About a year and a half. You have to take these anti-rejection drugs for a long time. The body is dealing with a kind-of-foreign body and gradually that foreign body takes over and your own body says, “It’s okay for you to be here.” That takes quite a long time. I think I got the all-clear about eighteen months ago. About eighteen months ago I was told there was no trace of leukemia on board anymore, which was a fairly amazing day. It was quite an extraordinary moment. I have to say, we did open up a couple bottles of champagne. In a sense this album is really a celebration of survival. 

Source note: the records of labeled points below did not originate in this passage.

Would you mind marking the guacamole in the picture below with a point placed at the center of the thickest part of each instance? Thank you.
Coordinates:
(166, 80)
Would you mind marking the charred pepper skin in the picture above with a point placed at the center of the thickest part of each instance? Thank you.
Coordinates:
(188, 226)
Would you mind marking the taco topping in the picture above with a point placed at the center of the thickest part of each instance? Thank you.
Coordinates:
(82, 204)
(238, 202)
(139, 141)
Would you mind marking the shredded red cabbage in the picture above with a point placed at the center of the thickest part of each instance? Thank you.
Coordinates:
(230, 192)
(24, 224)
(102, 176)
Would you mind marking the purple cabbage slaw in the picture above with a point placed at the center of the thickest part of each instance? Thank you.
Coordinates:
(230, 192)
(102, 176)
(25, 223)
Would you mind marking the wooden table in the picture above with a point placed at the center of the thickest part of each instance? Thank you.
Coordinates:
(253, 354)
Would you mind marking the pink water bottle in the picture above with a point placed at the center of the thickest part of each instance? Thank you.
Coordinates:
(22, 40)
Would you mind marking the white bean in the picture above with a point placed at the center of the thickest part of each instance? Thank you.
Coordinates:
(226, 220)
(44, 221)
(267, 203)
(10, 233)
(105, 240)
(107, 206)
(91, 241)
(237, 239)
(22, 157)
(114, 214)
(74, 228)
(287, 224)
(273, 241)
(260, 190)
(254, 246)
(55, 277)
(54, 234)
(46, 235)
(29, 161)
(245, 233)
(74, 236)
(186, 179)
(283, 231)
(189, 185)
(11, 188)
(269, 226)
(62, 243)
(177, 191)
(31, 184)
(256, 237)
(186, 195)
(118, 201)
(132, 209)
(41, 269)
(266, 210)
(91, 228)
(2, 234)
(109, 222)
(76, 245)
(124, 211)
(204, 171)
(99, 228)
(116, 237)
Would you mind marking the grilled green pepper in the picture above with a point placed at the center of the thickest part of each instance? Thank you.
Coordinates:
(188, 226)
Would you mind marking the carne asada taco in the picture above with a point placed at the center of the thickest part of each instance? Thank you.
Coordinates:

The album is not only a testament to survival but in a lot of ways, it seems, your music actually helped you through all that.


Without a doubt. I played that guitar every day in there and just fiddled around with these ideas and it just gave me a focus away from all the other bloody stuff. I had drips in me twenty-four hours a day for about a month, and every hour somebody would come in to take this and do that, fiddle around with this… Amongst all that the music just kept me absolutely centered. It was quite remarkable. 


I want people to know that it’s not necessarily a death sentence. There’s a register you can sign up to [anthonynolan.org] where you can offer your stem cells to somebody you don’t know—could be on the other side of the world—and you can help them to have a life just by lying on a bed for three or four hours. You have your stem cells taken off and you replace your own within twenty-four hours. It’s extraordinary.